L’ultime volume des Chroniques du règne de Nicolas Ier
C’est une réaction viscérale qui a poussé Patrick Rambaud à écrire une chronique facétieuse, satirique et décalée sur les premiers mois du mandat de Nicolas Sarkozy. Il avait besoin d’exprimer ses sentiments à la vision du cirque médiatique mené par cet élu (qui se prenait pour un monarque) et par son entourage de courtisans, d’arrivistes, de transfuges…
Ce livre fut remarqué, apprécié, par nombre de personnes relevant de toutes les catégories sociales. Encouragé, presque poussé, par l’enthousiasme populaire, le chroniqueur se retrouva ainsi, le porte-parole d’un vaste public qui jugeait affligeant, grotesque et peu ragoûtant, le spectacle donné par cette clique au pouvoir.
Mais, pour Patrick Rambaud, cette chronique était devenue, au fil des années, une épreuve. Il lui fallait se tenir informé quotidiennement des faits et gestes du Monarque et de ses affidés. Le dégoût s’était installé tant l’attitude du Prince était prévisible, structurée autour d’un schéma simpliste composé de ficelles grossières de bonimenteur, d’actes méprisables, de mensonges permanents. Cette vision avait de quoi rebuter tout individu normal. Aussi, c’est avec un immense soulagement que l’auteur a vu la fin de ce qui était devenu une galère quand Le Potentat a suivi le conseil qui terminait la Cinquième chronique : dégagez !
C’est donc avec une plume légère, alerte et incisive qu’il a entamé, pour la dernière fois, la relation des faits et événements courants de l’été 2012 à l’été 2013.
Patrick Rambaud débute cet opus par ce qui n’avait été qu’esquissé lors de la précédente chronique : les péripéties, aux Amériques, de M. Sinclair de Strauss-Kahn et la poursuite, pour le Prince Perfide, d’une campagne présidentielle masquée (aux frais des contribuables) avec l’envoi de quelques hommes de mains pour lâcher des salves sur les ténors du Parti social et sur la duchesse de Solferino.
Puis l’auteur évoque, de son inimitable manière, les diverses affaires de l’automne, le Sénat qui vire au rose, la fin de Mouammar-le-Cruel. Il revient sur les Primaires du Parti social, le discours de Toulon, la campagne présidentielle, le modèle allemand, l’affaire Merah, les ultimes rebondissements avant l’élection de François IV et son installation au château.
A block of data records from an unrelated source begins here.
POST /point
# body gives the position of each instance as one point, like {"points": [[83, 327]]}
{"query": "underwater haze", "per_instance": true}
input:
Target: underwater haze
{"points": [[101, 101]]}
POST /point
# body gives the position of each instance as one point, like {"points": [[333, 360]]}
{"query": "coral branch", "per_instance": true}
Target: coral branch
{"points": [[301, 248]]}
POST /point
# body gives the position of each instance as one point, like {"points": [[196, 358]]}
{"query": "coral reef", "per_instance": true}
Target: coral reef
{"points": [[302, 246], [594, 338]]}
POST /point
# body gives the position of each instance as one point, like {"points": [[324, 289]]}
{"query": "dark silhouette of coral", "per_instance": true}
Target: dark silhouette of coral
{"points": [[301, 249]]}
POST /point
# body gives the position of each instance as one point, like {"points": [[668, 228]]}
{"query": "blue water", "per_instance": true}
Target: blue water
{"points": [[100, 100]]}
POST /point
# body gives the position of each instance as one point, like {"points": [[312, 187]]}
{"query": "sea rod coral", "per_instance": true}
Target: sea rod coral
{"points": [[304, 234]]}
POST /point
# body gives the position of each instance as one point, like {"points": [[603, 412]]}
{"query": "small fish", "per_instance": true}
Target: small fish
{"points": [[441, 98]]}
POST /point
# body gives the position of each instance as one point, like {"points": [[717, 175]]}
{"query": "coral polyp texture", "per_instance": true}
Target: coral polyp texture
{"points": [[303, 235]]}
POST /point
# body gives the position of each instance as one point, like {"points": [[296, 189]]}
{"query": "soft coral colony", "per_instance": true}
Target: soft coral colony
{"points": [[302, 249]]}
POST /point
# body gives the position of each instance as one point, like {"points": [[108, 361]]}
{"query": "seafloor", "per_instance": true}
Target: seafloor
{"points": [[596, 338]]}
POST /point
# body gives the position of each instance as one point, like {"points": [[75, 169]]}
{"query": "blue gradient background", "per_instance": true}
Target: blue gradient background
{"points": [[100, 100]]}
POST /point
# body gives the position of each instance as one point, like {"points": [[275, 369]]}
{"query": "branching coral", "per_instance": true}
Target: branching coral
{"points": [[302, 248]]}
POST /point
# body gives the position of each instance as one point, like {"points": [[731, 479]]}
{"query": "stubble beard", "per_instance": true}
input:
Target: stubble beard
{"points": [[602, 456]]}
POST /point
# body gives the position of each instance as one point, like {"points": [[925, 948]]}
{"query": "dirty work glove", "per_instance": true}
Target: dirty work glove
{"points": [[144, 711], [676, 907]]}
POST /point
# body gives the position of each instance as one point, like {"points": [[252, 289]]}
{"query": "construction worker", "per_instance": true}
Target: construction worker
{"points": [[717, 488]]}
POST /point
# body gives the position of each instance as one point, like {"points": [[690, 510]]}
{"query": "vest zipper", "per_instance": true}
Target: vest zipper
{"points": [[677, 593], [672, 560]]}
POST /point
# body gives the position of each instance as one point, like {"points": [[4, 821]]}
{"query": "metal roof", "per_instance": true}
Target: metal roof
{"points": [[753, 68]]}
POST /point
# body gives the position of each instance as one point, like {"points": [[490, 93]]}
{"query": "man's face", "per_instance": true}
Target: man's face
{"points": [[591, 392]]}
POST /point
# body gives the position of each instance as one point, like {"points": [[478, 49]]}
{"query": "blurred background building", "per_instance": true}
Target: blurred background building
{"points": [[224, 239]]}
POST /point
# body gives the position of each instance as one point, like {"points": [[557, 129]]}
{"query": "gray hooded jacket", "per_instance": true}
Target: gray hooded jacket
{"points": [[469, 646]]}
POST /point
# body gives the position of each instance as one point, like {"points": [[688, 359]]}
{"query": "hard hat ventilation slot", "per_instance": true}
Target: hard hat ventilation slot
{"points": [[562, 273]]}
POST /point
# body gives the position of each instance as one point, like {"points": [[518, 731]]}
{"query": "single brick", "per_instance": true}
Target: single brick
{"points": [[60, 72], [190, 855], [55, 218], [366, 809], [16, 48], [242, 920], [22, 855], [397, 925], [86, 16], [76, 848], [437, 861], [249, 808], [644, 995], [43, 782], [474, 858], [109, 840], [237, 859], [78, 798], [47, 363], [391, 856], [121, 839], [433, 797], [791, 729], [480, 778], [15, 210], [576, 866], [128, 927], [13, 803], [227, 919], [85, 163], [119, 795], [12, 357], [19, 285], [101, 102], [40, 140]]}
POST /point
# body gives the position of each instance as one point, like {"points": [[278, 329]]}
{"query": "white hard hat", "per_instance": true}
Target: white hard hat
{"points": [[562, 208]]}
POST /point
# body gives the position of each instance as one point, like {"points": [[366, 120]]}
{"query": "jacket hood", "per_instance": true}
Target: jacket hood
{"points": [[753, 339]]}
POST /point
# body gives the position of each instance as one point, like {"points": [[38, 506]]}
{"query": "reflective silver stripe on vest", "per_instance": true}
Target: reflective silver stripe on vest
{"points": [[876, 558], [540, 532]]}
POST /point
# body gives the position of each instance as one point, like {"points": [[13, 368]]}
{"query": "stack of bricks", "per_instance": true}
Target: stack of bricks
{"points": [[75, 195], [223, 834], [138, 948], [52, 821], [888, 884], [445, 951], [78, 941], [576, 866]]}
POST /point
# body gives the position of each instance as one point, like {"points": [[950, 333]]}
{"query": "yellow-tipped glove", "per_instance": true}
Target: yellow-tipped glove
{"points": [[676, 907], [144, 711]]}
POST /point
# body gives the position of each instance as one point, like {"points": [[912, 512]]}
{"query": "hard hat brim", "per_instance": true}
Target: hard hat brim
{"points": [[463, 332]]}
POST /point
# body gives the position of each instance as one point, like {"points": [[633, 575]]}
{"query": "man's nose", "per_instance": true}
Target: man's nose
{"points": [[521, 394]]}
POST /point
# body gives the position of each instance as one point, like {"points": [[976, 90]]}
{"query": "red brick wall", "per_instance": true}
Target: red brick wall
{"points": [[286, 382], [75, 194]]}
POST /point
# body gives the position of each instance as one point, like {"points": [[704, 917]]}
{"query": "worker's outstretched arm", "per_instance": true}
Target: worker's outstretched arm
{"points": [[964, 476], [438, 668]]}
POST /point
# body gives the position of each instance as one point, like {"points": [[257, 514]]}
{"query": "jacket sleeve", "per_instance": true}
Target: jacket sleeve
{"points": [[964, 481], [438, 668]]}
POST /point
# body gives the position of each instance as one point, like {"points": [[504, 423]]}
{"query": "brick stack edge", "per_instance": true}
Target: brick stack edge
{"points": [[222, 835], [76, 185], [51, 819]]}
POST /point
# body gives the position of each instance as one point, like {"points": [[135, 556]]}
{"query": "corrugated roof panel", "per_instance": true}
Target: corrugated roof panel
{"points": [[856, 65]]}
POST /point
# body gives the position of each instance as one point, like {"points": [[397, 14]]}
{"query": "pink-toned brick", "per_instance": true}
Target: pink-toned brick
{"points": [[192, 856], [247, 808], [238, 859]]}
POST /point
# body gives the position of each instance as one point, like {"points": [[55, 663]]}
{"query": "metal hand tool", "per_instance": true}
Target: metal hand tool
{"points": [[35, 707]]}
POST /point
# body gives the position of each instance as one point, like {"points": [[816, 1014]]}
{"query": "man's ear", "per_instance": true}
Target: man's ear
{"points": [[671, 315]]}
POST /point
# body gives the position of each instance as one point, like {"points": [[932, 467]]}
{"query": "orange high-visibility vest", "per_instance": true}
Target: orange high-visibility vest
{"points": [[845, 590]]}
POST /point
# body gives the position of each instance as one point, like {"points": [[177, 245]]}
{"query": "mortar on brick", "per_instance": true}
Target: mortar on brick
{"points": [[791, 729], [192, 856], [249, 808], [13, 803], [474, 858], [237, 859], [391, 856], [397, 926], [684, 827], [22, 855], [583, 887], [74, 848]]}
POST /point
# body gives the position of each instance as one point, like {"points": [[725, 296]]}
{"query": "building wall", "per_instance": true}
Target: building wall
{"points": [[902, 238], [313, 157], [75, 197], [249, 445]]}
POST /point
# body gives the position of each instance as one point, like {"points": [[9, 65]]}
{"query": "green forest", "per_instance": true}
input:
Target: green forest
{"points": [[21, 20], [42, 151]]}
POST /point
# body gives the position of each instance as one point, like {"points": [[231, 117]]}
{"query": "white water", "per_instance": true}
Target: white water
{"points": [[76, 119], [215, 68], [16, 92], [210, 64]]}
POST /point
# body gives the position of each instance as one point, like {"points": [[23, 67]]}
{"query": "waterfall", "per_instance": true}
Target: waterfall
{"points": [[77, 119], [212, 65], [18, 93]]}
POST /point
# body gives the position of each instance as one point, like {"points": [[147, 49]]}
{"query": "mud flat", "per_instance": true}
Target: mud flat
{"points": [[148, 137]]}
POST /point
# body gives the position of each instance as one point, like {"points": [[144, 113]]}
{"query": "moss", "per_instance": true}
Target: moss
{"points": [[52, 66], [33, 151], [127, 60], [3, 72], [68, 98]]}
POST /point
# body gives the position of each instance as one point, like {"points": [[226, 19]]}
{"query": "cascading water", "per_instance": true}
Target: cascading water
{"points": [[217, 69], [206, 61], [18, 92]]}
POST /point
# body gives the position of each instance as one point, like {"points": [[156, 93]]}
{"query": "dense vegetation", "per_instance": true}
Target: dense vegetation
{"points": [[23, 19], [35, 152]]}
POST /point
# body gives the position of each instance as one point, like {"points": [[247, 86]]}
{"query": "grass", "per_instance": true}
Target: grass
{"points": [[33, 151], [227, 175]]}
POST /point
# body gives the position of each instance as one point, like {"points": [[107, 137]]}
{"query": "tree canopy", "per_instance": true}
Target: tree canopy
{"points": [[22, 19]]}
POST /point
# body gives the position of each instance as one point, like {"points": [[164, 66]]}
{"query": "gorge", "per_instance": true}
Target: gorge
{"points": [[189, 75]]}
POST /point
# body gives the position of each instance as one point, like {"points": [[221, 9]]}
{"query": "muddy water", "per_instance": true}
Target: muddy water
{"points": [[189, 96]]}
Associant le ton facétieux du Canard Enchaîné et le style grand siècle de Saint-Simon, il dresse le récit guilleret de ces différents événements, ponctué des truculents portraits des principaux acteurs. Il donne l’historique et le fonctionnement de structures comme les agences de notations, explique l’émergence du tweet et son usage parfois dévastateur. Il livre, d’un ton badin, nombre de réflexions pertinentes tant économiques que structurelles, d’analyses tant politiques que sociales.
Ceux qui taxent Patrick Rambaud de parti-pris, voire d’antisarkosisme primaire, devraient mieux lire ses chroniques. Il moque, en fait, les tares de toute la classe politique, quel qu’en soit le bord. Les ténors et les seconds couteaux de tous les courants politiques ont droit au même regard acéré sur leurs déviances, sur leur duplicité, sur leurs magouilles.
Noyé sous un flot d’informations parcellaires, souvent contradictoires, voire mensongères, le citoyen ne peut tout retenir pour en faire la synthèse. La lecture de ces chroniques permet, en quelques heures fort divertissantes, de remettre les faits dans leur contexte, de les dépouiller des scories de l’instantané. Le document que livre Patrick Rambaud, en bénéficiant d’un léger recul, d’un regard railleur, ramène les événements, et les individus, à leur juste valeur, à leur réelle proportion.
On ne peut que se réjouir de savoir que l’auteur va retrouver une certaine sérénité. Cependant, en tant que lecteur, on ne peut que regretter l’absence de cette livraison annuelle d’humour vivifiant et de vérité.
serge perraud
Patrick Rambaud, Tombeau de Nicolas Ier et avènement de François IV, Grasset, janvier 2013, 240 p. – 16,00 €.